Development of Malaria Vaccine offers hope in ending the killer disease.
The World Health Organization (WHO) is recommending widespread use of the RTS,S/AS01 (RTS,S) malaria vaccine among children in sub-Saharan Africa and in other regions with moderate to high P. falciparum malaria transmission. The recommendation is based on results from an ongoing pilot programme in Ghana, Kenya and Malawi that has reached more than 800 000 children since 2019.
This is a historic moment. The long-awaited malaria vaccine for children is a breakthrough for science, child health and malaria control,” said WHO Director-General Dr Tedros Adhanom Ghebreyesus. “Using this vaccine on top of existing tools to prevent malaria could save tens of thousands of young lives each year.”
Africa bears the greatest burden of malaria. The WHO says 94 percent of malaria cases and deaths occur in Africa, a continent of 1.3 billion people. The preventable disease is caused by parasites transmitted to people by the bites of infected mosquitoes; symptoms include fever, vomiting and fatigue.
WHO recommends that in the context of comprehensive malaria control the RTS,S/AS01 malaria vaccine be used for the prevention of P. falciparum malaria in children living in regions with moderate to high transmission as defined by WHO. RTS,S/AS01 malaria vaccine should be provided in a schedule of 4 doses in children from 5 months of age for the reduction of malaria disease and burden.
The rollout of Malaria Vaccine offers a ray of light for Africa, which bears the brunt of the disease's burden. More African children will be protected and grow up to be healthy adults.

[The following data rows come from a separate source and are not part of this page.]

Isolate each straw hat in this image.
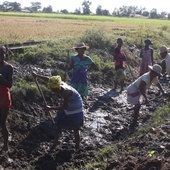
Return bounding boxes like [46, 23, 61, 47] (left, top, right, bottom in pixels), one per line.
[73, 42, 89, 50]
[148, 64, 162, 76]
[48, 76, 62, 89]
[144, 38, 152, 45]
[160, 45, 170, 54]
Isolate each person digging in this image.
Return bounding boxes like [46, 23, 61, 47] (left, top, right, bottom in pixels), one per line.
[32, 72, 83, 149]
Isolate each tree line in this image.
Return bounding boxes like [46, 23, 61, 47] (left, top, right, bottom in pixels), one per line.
[0, 0, 170, 19]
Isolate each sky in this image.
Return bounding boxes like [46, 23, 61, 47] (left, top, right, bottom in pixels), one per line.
[0, 0, 170, 13]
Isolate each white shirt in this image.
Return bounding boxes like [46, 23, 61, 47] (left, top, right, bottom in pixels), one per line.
[165, 53, 170, 75]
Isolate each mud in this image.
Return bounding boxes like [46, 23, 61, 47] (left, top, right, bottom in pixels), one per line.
[0, 63, 170, 170]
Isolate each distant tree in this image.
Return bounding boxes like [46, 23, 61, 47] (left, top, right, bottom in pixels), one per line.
[74, 8, 81, 14]
[60, 9, 69, 14]
[42, 5, 53, 13]
[0, 1, 21, 11]
[82, 0, 92, 15]
[160, 11, 167, 18]
[96, 5, 103, 15]
[142, 11, 149, 17]
[112, 8, 119, 16]
[150, 8, 158, 18]
[168, 13, 170, 19]
[31, 2, 41, 12]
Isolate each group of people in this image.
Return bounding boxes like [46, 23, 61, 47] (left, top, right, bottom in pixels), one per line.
[0, 38, 170, 152]
[113, 38, 170, 127]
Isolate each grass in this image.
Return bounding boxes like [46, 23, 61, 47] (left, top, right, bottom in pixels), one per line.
[0, 13, 170, 169]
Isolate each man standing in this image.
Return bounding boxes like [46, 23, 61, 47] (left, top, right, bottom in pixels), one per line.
[113, 38, 126, 92]
[160, 45, 170, 76]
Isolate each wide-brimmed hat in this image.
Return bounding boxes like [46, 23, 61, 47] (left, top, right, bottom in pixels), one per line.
[159, 45, 170, 54]
[0, 45, 6, 54]
[144, 38, 152, 45]
[148, 64, 162, 76]
[73, 42, 89, 50]
[48, 76, 62, 89]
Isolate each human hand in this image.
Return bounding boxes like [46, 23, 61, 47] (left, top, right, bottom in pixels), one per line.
[145, 98, 149, 105]
[31, 72, 37, 77]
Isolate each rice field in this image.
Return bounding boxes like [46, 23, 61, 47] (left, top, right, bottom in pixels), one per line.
[0, 13, 170, 44]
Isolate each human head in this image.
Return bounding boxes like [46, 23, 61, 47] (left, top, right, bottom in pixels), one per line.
[149, 64, 162, 76]
[0, 46, 6, 60]
[48, 76, 62, 90]
[73, 42, 89, 50]
[144, 38, 152, 45]
[159, 45, 169, 59]
[117, 38, 123, 46]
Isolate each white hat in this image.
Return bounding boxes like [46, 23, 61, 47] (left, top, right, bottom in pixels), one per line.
[73, 42, 89, 50]
[148, 64, 162, 76]
[160, 45, 169, 54]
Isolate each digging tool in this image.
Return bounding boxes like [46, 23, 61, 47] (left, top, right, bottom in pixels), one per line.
[126, 61, 135, 81]
[29, 67, 55, 124]
[64, 49, 70, 81]
[125, 46, 135, 81]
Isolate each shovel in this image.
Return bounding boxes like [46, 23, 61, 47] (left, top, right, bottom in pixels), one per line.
[29, 67, 55, 124]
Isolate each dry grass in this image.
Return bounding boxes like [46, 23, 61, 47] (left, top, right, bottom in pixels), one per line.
[0, 16, 144, 43]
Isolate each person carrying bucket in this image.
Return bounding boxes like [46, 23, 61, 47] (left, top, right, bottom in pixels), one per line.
[32, 72, 83, 149]
[0, 46, 13, 152]
[127, 64, 164, 128]
[139, 39, 153, 76]
[113, 38, 126, 93]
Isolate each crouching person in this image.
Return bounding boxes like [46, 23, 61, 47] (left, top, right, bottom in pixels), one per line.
[32, 72, 83, 149]
[127, 64, 164, 128]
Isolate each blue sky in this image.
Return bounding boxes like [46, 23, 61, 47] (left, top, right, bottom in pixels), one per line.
[0, 0, 170, 13]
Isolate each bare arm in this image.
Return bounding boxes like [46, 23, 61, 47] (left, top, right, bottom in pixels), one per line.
[32, 72, 49, 81]
[139, 81, 148, 102]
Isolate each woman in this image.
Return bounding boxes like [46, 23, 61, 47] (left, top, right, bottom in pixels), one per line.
[139, 39, 153, 76]
[32, 72, 83, 148]
[0, 46, 13, 152]
[127, 64, 164, 126]
[113, 38, 126, 92]
[67, 42, 95, 99]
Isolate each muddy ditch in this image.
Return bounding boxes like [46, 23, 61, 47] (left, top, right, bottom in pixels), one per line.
[0, 63, 170, 170]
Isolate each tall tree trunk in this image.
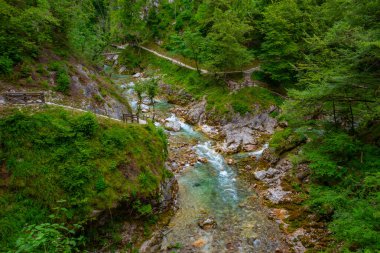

-Malaria is a life-threatening disease caused by parasites that are transmitted to people through the bites of infected female Anopheles mosquitoes. It is preventable and curable.
-In 2019, there were an estimated 229 million cases of malaria worldwide.
-The estimated number of malaria deaths stood at 409 000 in 2019.
-Children aged under 5 years are the most vulnerable group affected by malaria; in 2019, they accounted for 67% (274 000) of all malaria deaths worldwide.
-The WHO African Region carries a disproportionately high share of the global malaria burden. In 2019, the region was home to 94% of malaria cases and deaths.